That said, I lost about 95 lbs eating around 150 g carb throughout most of my loss period. I've been maintaining with somewhat higher carbs.0 -
janejellyroll wrote: »Success stories from which plan?
I get about 60% of my calories from carbohydrates and have lost about 45 pounds this way. Weight loss is created by a caloric deficit, not by avoiding carbohydrates. Many people find that protein and/or fat increase their feeling of satiety (or "fullness") so they eat more of those.
This^
It's not just about eating for the short term. It's also going to be about what helps you keep your weight in-check in the future too.
I've done many short term diets........yet here I am again. Find something sustainable for you. It's going to be personalized, not just someone throwing out some "catch phrase."0 -
"Watch the carbs" could mean eat 100-150 G/day instead of 350G/day.

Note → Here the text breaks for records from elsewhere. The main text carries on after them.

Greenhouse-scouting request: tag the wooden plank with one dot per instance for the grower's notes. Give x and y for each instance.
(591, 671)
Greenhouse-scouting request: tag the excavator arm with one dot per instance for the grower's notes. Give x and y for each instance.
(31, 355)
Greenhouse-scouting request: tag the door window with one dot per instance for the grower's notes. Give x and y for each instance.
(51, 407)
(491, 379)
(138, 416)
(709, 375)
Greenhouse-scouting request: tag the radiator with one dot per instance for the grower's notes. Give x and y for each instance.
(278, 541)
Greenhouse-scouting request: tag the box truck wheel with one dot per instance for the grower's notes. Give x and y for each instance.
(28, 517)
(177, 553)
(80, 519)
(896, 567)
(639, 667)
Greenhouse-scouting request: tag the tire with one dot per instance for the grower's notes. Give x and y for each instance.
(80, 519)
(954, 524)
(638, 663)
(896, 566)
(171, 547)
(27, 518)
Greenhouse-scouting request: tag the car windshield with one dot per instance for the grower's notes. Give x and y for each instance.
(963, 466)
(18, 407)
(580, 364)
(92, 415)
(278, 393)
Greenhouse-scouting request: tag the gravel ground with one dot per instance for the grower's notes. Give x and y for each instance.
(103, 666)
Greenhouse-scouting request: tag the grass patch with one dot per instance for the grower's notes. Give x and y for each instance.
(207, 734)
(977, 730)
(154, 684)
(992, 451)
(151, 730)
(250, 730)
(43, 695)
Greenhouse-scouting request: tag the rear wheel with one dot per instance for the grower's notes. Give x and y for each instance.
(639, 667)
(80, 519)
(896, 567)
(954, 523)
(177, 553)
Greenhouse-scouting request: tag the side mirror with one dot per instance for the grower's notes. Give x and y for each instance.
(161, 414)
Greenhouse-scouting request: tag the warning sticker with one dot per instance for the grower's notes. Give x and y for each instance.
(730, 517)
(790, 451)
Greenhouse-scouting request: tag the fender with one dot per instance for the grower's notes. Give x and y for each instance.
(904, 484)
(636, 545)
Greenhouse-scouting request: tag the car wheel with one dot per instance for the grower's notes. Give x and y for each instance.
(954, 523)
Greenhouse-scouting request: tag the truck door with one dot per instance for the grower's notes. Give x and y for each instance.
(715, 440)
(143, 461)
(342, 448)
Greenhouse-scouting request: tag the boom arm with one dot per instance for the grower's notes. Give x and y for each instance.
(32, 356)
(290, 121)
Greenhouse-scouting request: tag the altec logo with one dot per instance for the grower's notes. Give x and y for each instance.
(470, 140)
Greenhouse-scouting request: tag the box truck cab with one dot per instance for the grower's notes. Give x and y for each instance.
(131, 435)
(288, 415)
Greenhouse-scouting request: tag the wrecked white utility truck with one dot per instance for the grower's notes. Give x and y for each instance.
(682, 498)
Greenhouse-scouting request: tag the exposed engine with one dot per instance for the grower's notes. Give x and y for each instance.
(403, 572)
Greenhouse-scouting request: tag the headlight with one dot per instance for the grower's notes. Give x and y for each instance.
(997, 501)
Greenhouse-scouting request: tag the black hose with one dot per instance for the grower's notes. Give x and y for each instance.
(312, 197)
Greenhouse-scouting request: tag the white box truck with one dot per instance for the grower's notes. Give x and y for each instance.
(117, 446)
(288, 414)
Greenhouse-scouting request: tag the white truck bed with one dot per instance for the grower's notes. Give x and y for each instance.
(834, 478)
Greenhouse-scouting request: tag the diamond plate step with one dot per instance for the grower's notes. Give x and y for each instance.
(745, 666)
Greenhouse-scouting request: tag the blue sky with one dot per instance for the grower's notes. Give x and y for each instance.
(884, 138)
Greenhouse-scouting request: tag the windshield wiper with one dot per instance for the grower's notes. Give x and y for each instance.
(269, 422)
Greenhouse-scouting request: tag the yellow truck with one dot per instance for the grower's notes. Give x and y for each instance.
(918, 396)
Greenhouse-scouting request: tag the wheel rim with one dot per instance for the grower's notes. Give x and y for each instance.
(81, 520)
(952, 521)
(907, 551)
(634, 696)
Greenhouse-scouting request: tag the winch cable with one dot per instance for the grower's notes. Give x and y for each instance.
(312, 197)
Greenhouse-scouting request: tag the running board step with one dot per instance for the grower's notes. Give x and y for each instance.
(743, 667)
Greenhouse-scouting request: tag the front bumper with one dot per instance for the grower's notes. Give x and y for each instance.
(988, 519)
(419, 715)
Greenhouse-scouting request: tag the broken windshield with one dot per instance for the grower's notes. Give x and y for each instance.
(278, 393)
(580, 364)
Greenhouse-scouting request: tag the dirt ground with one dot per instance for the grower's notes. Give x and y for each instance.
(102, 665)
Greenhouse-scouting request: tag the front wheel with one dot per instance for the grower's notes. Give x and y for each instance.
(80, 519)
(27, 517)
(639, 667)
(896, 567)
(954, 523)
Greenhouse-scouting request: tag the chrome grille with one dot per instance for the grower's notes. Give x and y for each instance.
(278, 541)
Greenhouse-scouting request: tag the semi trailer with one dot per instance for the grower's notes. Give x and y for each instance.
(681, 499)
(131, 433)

Why is your doctor telling you to limit carbs?0 -
CHICKIEFOX wrote: »Hello! I am new to this, but finally decided to give it a go. I didn't want losing 15# to be so complicated. Simply could not figure out what kind of diet to go on. Logging in, keeping a food journal, and spending so much time dwelling on what I eat! But friends of ours recently went on a 20-carbs-a-day diet and although they have been losing, how long can they stay on it? I gave it a try and lasted one day! That is far too restrictive, but my main concern was "is it healthy"? My doctor also says, "watch the carbs." Just what is that supposed to mean? How many can you have in a day? One thing about this program is that once you set your goals and fill in some info, it DOES tell you how many carbs to shoot for in a day, and that is WAY over 20. Sorry to ramble, but could I hear some success stories on this plan? Thanks!
Carbs are fine, unless you have diabetes, or insulin resistance (even then, you just need to be more careful about them). If you don't need to restrict carbs for a medical reason, then just stick to a calorie deficit. Eat what you like, in more moderate portions.

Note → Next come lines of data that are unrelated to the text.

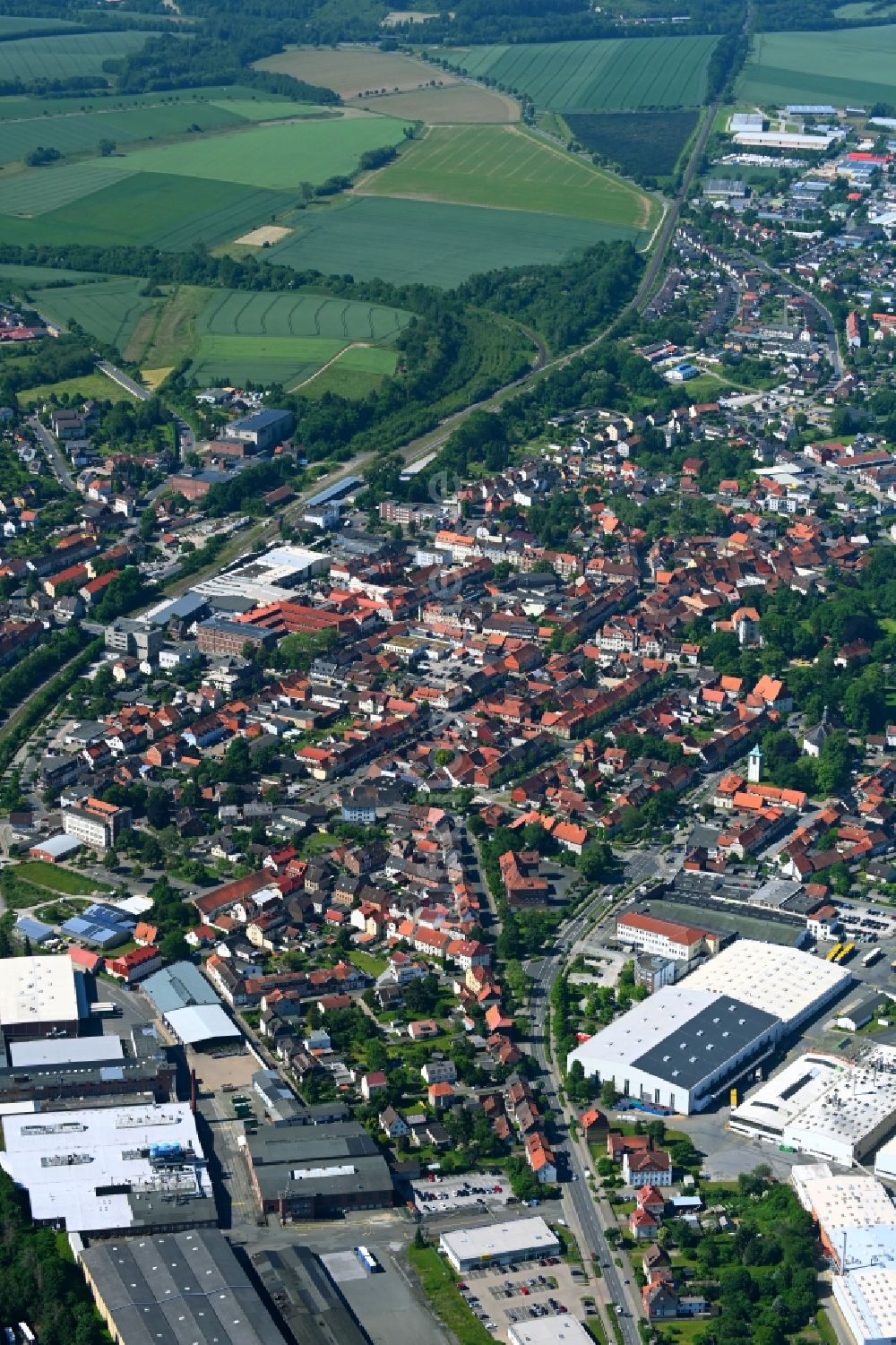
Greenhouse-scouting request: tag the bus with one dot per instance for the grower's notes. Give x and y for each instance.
(367, 1259)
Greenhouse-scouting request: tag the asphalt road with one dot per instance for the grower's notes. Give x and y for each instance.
(572, 1157)
(50, 447)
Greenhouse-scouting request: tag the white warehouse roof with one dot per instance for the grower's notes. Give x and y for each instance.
(868, 1301)
(549, 1331)
(65, 1159)
(521, 1235)
(35, 991)
(201, 1022)
(825, 1106)
(774, 978)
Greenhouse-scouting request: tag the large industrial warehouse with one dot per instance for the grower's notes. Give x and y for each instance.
(825, 1106)
(689, 1043)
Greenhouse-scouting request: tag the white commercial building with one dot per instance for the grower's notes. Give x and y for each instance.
(885, 1161)
(549, 1331)
(691, 1041)
(866, 1298)
(498, 1245)
(110, 1169)
(267, 579)
(38, 998)
(786, 982)
(857, 1229)
(825, 1106)
(855, 1215)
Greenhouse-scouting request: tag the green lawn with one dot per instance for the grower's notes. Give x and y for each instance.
(89, 385)
(510, 168)
(615, 74)
(367, 961)
(439, 1283)
(432, 244)
(275, 158)
(137, 209)
(840, 66)
(77, 132)
(31, 59)
(58, 878)
(108, 309)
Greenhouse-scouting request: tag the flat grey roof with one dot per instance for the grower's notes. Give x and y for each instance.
(310, 1307)
(179, 986)
(177, 1288)
(702, 1046)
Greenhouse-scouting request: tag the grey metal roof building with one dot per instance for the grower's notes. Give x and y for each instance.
(179, 986)
(175, 1289)
(308, 1172)
(310, 1307)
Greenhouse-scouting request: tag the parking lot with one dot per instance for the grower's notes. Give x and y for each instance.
(504, 1296)
(469, 1194)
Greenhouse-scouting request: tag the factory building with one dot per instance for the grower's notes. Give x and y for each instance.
(691, 1041)
(499, 1245)
(112, 1169)
(318, 1172)
(857, 1229)
(39, 996)
(48, 1071)
(177, 1288)
(825, 1106)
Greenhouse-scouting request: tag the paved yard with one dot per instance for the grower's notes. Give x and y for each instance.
(470, 1194)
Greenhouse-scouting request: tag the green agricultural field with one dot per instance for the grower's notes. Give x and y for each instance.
(164, 211)
(240, 314)
(275, 158)
(509, 168)
(263, 359)
(45, 190)
(416, 241)
(58, 878)
(11, 26)
(356, 373)
(82, 132)
(23, 280)
(31, 59)
(16, 108)
(642, 142)
(842, 66)
(270, 109)
(109, 309)
(614, 74)
(96, 386)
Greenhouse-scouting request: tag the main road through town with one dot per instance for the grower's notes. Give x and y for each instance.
(572, 1154)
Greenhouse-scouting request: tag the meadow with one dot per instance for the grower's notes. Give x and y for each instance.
(108, 309)
(82, 132)
(642, 142)
(356, 72)
(164, 211)
(357, 372)
(263, 359)
(614, 74)
(841, 66)
(507, 168)
(31, 59)
(432, 244)
(249, 315)
(275, 158)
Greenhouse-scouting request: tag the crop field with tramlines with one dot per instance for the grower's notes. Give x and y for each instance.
(614, 74)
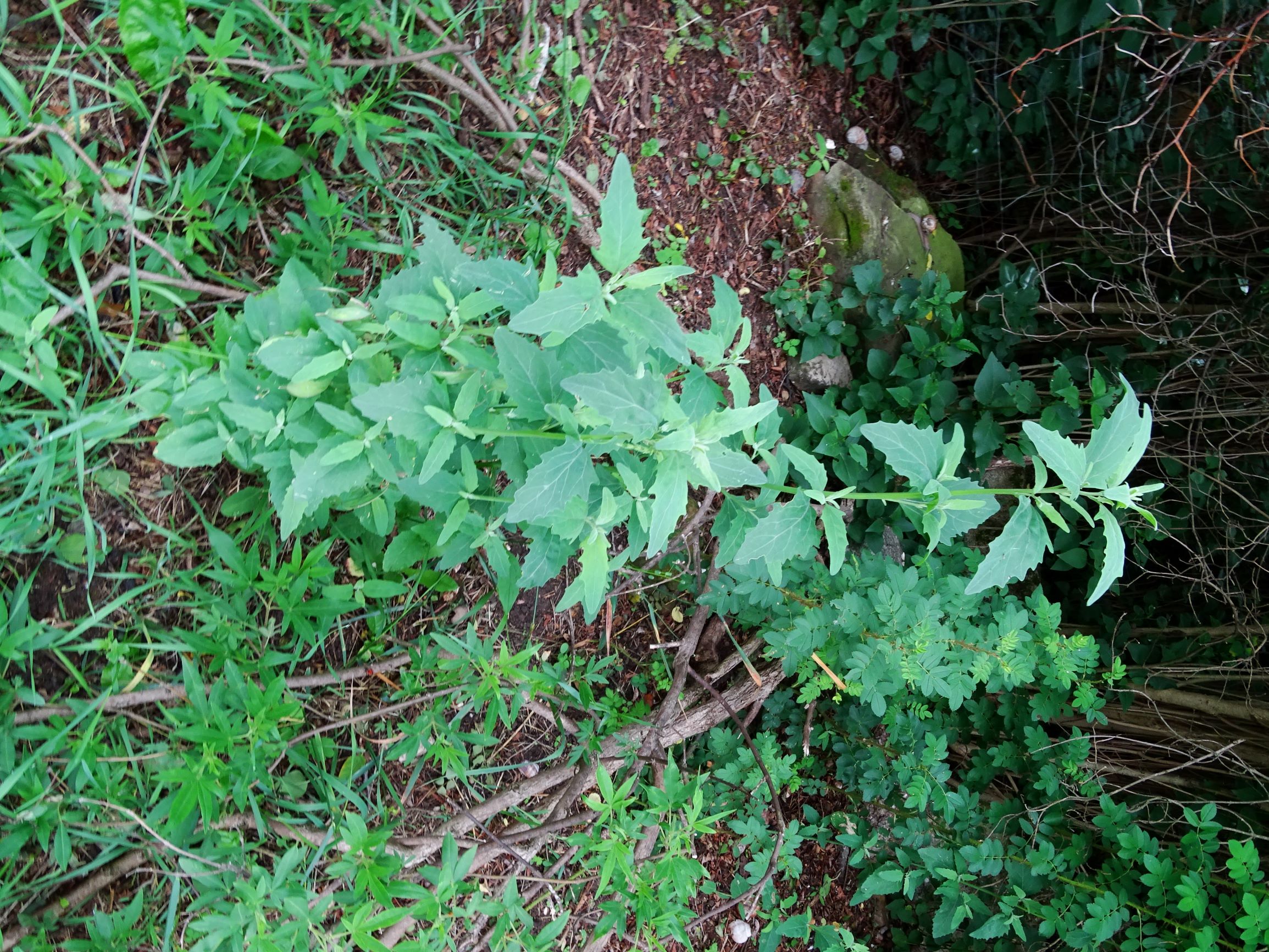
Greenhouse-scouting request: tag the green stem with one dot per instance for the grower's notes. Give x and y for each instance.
(485, 499)
(544, 434)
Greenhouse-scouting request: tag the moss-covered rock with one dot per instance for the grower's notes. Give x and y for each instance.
(865, 211)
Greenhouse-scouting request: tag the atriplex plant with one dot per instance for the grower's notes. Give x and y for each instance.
(581, 414)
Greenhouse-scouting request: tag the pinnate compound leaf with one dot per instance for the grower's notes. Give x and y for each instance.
(1112, 563)
(1018, 550)
(532, 375)
(561, 475)
(621, 233)
(785, 534)
(563, 311)
(1062, 456)
(1118, 445)
(910, 451)
(154, 36)
(631, 404)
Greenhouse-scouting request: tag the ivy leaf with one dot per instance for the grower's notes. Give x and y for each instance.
(881, 883)
(621, 235)
(563, 311)
(990, 385)
(1112, 563)
(563, 474)
(1117, 446)
(154, 36)
(630, 404)
(835, 535)
(910, 451)
(785, 534)
(645, 317)
(532, 375)
(197, 444)
(1017, 550)
(1062, 456)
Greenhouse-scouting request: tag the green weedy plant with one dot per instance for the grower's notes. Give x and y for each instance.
(938, 695)
(561, 423)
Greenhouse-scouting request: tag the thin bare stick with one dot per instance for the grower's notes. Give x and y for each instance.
(81, 894)
(757, 889)
(177, 692)
(112, 200)
(269, 69)
(117, 272)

I won't cut carbs. I like pizza too much. I don't go a week without pizza.0 -
CHICKIEFOX wrote: »Hello! I am new to this, but finally decided to give it a go. I didn't want losing 15# to be so complicated. Simply could not figure out what kind of diet to go on. Logging in, keeping a food journal, and spending so much time dwelling on what I eat! But friends of ours recently went on a 20-carbs-a-day diet and although they have been losing, how long can they stay on it? I gave it a try and lasted one day! That is far too restrictive, but my main concern was "is it healthy"? My doctor also says, "watch the carbs." Just what is that supposed to mean? How many can you have in a day? One thing about this program is that once you set your goals and fill in some info, it DOES tell you how many carbs to shoot for in a day, and that is WAY over 20. Sorry to ramble, but could I hear some success stories on this plan? Thanks!
people who eat anything remotely resembling the SAD (Standard American Diet) could stand to moderate their carbohydrate intake...and even more so, make better decisions in RE to what makes up that particular macro. "watch your carbs" doesn't necessarily mean low carb...and certainly doesn't mean keto (very low carbs)...moderating carbohydrate intake in order to better balance out your diet doesn't mean you have to go all of the way to the other extreme.

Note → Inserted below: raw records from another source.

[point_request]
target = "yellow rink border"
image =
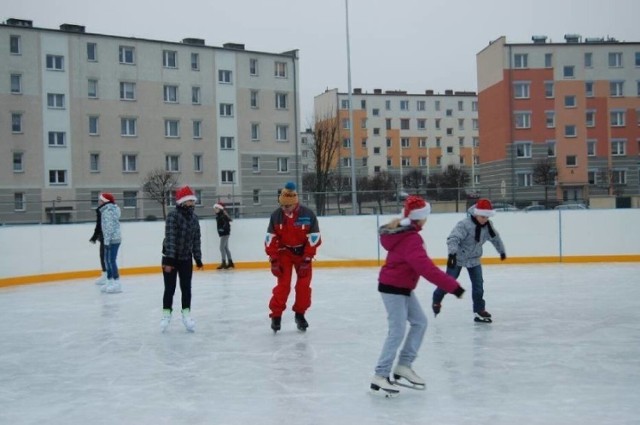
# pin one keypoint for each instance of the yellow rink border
(258, 265)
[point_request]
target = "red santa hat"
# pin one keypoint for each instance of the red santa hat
(484, 208)
(185, 194)
(415, 208)
(107, 197)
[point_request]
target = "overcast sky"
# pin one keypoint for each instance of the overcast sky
(410, 45)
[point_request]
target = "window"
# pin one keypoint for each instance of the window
(226, 143)
(58, 177)
(55, 62)
(197, 129)
(171, 94)
(127, 91)
(280, 70)
(169, 58)
(253, 67)
(16, 83)
(18, 162)
(55, 101)
(255, 131)
(197, 163)
(94, 162)
(92, 52)
(195, 95)
(224, 76)
(570, 130)
(570, 101)
(615, 60)
(172, 163)
(57, 138)
(521, 90)
(282, 133)
(522, 119)
(15, 45)
(281, 101)
(195, 61)
(128, 127)
(171, 128)
(226, 110)
(93, 126)
(127, 55)
(283, 165)
(616, 88)
(523, 150)
(568, 71)
(550, 119)
(255, 164)
(521, 60)
(16, 122)
(618, 147)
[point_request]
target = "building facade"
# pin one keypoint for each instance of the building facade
(82, 113)
(575, 104)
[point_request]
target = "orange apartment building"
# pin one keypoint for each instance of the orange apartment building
(576, 103)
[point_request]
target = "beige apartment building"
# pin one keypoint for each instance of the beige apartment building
(82, 113)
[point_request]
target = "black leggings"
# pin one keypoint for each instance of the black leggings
(183, 270)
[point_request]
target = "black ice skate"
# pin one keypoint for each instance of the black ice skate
(483, 317)
(275, 324)
(301, 322)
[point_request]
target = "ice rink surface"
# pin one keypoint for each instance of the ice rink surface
(564, 348)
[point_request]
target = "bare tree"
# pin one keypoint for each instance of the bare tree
(158, 185)
(544, 174)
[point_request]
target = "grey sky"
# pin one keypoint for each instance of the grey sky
(408, 45)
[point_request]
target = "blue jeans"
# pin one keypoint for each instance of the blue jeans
(477, 290)
(110, 255)
(400, 310)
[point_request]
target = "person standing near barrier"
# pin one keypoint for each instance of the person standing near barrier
(180, 247)
(111, 236)
(293, 236)
(223, 222)
(464, 245)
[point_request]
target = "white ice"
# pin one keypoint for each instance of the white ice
(564, 348)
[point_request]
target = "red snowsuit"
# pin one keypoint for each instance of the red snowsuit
(291, 242)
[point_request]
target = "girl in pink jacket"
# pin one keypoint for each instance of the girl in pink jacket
(406, 261)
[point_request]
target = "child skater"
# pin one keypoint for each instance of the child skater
(406, 261)
(465, 250)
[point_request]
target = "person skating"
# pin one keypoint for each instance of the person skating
(180, 247)
(464, 245)
(223, 222)
(406, 261)
(293, 236)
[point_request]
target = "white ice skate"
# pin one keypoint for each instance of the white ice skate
(406, 377)
(383, 386)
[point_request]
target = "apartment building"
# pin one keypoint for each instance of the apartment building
(397, 132)
(576, 103)
(82, 112)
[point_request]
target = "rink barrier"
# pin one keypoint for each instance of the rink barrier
(255, 265)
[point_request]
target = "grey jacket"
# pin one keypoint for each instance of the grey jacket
(462, 242)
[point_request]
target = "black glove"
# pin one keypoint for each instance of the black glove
(459, 292)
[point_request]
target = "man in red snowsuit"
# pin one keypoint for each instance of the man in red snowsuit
(292, 238)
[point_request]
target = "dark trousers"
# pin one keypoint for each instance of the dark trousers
(184, 271)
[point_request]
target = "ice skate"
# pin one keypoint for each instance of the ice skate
(406, 377)
(383, 386)
(188, 321)
(166, 320)
(483, 317)
(275, 323)
(301, 322)
(102, 279)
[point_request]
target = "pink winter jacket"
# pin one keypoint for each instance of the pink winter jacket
(407, 260)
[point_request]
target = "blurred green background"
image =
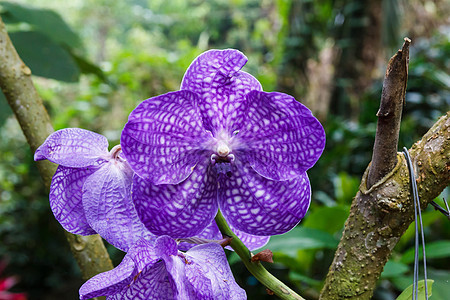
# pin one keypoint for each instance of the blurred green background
(95, 60)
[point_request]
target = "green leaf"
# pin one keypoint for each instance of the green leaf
(407, 293)
(328, 219)
(45, 21)
(301, 238)
(437, 249)
(44, 57)
(87, 67)
(393, 269)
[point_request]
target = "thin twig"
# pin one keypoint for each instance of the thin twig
(384, 157)
(16, 84)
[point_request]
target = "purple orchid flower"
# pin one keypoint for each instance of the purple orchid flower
(91, 189)
(221, 142)
(159, 271)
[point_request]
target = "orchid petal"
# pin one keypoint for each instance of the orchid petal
(252, 242)
(280, 137)
(66, 199)
(181, 210)
(211, 260)
(215, 76)
(73, 147)
(260, 206)
(108, 206)
(110, 282)
(153, 283)
(163, 139)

their are many nutritious sources of carbohydrates as well as less nutritious sources...much of the carbohydrate intake in the SAD would fall into the second category...so again, adjusting intake to reflect more nutritious sources and fewer "junk" sources.
there isn't any weight loss magic about cutting carbs...cutting carbs for many is simply an "easy" way to reduce calorie intake...i mean after all, you're basically eliminating and entire macro. some people with certain medical conditions also find it easier to lose weight with carbohydrate restriction...but for an otherwise healthy person, carbohydrates are just one of three macros...
in maintenance roughly 50% of my diet is carbohydrates...when i was dieting i kept my macros at 40c/30p/30f. those particular macros give me way more protein than i need in maintenance though...carbs are an easy "flex" macro.0 -
I eat keto with IF, 15-20g a day on 17:7. Today, I'll get about 10g. I'm happy there. If you aren't happy, you won't stick with it and it's therefore useless. You need a calorie deficit to lose. End of story. How you get to that deficit, be it low carb, low fat, veggie only, keto, IF, doesn't matter. You need to find a way of eating that works for you and where you're happy.
I will say that 1 day on keto isn't nearly enough. It can take 30-60 days to become adapted. It took me almost 3 months. It's a way of life, not a diet. If you can't or won't make that change forever, then you might as well move on to another WOE. If you want to try keto, there are keto groups on MFP to help you.0 -
CHICKIEFOX wrote: »Hello! I am new to this, but finally decided to give it a go. I didn't want losing 15# to be so complicated.
Losing weight is NOT complicated. You need to eat at a calorie deficit. That means eating all the foods you enjoy, but less of them.
Do you need to monitor carb intake for a health situation? If so, your doctor needs to be more precise than "watch your carbs." I'd ask him/her again.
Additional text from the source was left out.